Yesterday, Judge Amy Totenberg of the U.S. District Court for the Northern District of Georgia upheld the National Marine Fisheries Service’s denial of an import permit application for 18 wild-caught beluga whales for the Georgia Aquarium, SeaWorld facilities, and two other aquaria. We and others had been pressing the agency to reject this application since we learned about it in 2012, and The HSUS also filed an amicus curiae brief in the case.
This ruling is a big marker indicating that our movement is on the verge of closing out one more ugly real-world manifestation of animal exploitation – the commercial imports of whales for captive display. We’re doing the same thing with the use of chimpanzees in experiments and the display and performance of elephants in the circus, in addition to widely criminalizing other forms of exploitation such as dogfighting and cockfighting. That’s the kind of sea change our movement has been hungering for, and it’s part of an emerging humane economy that is superior in every respect to the old ways of doing business – ways that rely on harming animals, wasting their lives, and disrupting the ecosystems in which they thrive, for no compelling purpose.
The beautiful thing is, there’s no going back. Once we end these forms of animal exploitation, we need not look back with remorse, regret, or a feeling of nostalgia – just a feeling of pride and a sense that we are finding a new normal. We don’t need to keep whales in captivity to teach our young people about these majestic creatures and their ocean habitats. We don’t need elephants to have a grand time at the circus. And we don’t need to use chimpanzees in invasive research for our benefit or for theirs.
There are a few other cruelties that we hope to put on this list before long: the Taiji dolphin slaughter; the dog meat trade; commercial whaling in the few countries that cling to the practice; the live-grinding of male chicks in the egg industry; and the battery cage, gestation crate, and veal crate in factory farming. Each of these cruelties, or instruments of cruelty, is reaching the end of its lifespan. And I say, “good riddance.”

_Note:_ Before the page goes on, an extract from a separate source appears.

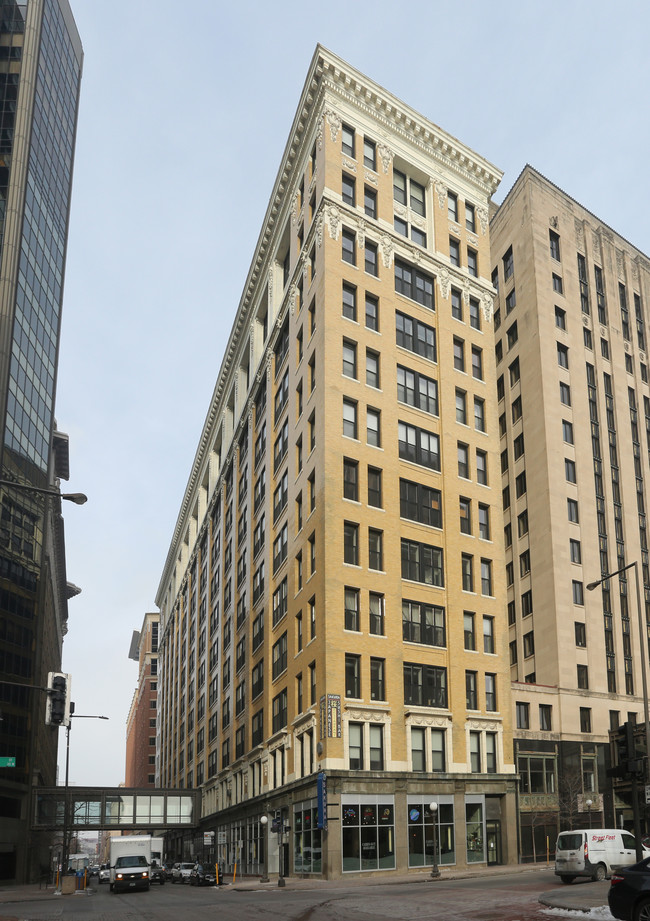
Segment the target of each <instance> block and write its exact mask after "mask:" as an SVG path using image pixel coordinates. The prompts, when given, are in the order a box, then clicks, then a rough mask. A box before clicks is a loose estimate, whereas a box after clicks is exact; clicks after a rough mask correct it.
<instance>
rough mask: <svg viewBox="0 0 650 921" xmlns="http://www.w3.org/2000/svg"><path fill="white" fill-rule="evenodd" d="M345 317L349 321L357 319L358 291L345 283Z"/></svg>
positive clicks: (344, 309)
mask: <svg viewBox="0 0 650 921" xmlns="http://www.w3.org/2000/svg"><path fill="white" fill-rule="evenodd" d="M343 316H344V317H347V319H348V320H355V321H356V319H357V289H356V288H355V287H354V285H349V284H347V283H346V282H343Z"/></svg>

In 2012, the Georgia Aquarium and its partners sought permission to import 18 beluga whales captured from the Sea of Okhotsk near Russia. When the whales were captured in 2010, five of them were less than two years old, were likely still nursing, and were not yet independent of their mothers. The NMFS rejected the permit application, and Judge Totenberg found that the agency’s decision was well-reasoned and dismissed a lawsuit challenging the permit denial.
There is every reason to believe that this decision sounds the death knell for the importation of wild-caught marine mammals into the United States. Even SeaWorld, in on the original plan, said it has turned a corner and wants no more involvement with the capture of whales from the wild. That was more than 20 years since the last wild-caught marine mammal was imported directly into the United States for public display, and this last gasp by the Georgia Aquarium has now been met with an emphatic “no” from the federal courts.
This is truly a breathtaking moment in the history of animal protection, and one in which we’re ending one of the worst animal cruelties conclusively, definitively, and irrevocably. There’s a long way to go, but it’s sure a moment to savor.